John Maynard Keynes once warned that “practical men, who believe themselves to be quite exempt from any intellectual influence, are usually the slaves of some defunct economist.” His thesis was not simply that bad ideas endure, but that when ideas are detached from the intellectual and institutional contexts that produced them, they acquire a dangerous autonomy.
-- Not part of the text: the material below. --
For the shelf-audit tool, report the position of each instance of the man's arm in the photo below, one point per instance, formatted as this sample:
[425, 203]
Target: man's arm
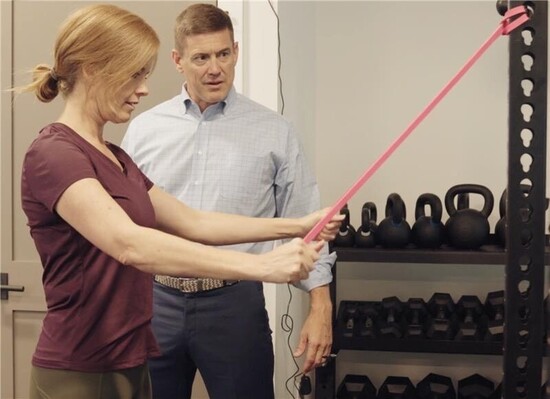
[297, 194]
They migrate into power, are simplified, and begin to operate as moral imperatives rather than as arguments. The current convergence of Trumpism, Cuban American exile conservatism, select strands of migration economics, humanitarian language, and migratory flows illustrates this process with unsettling clarity, transforming Cuba from a real and complex society into a symbolic problem that demands historical closure.
Since the 1959 Revolution, Cuba has occupied a singular place in the U.S. political imagination. The overthrow of the U.S.-backed Batista dictatorship and the island’s rapid alignment with the Soviet Union constituted not only the emergence of an adversarial state, but a permanent affront to U.S. hemispheric authority ninety miles from Florida.

The Bay of Pigs invasion, the Missile Crisis, and decades of embargo, covert action, and diplomatic isolation fixed Cuba as a Cold War problem whose symbolic weight far outlived its strategic significance. Even after the collapse of the Soviet Union, Cuba’s survival remained, for many in Washington, an unresolved historical anomaly.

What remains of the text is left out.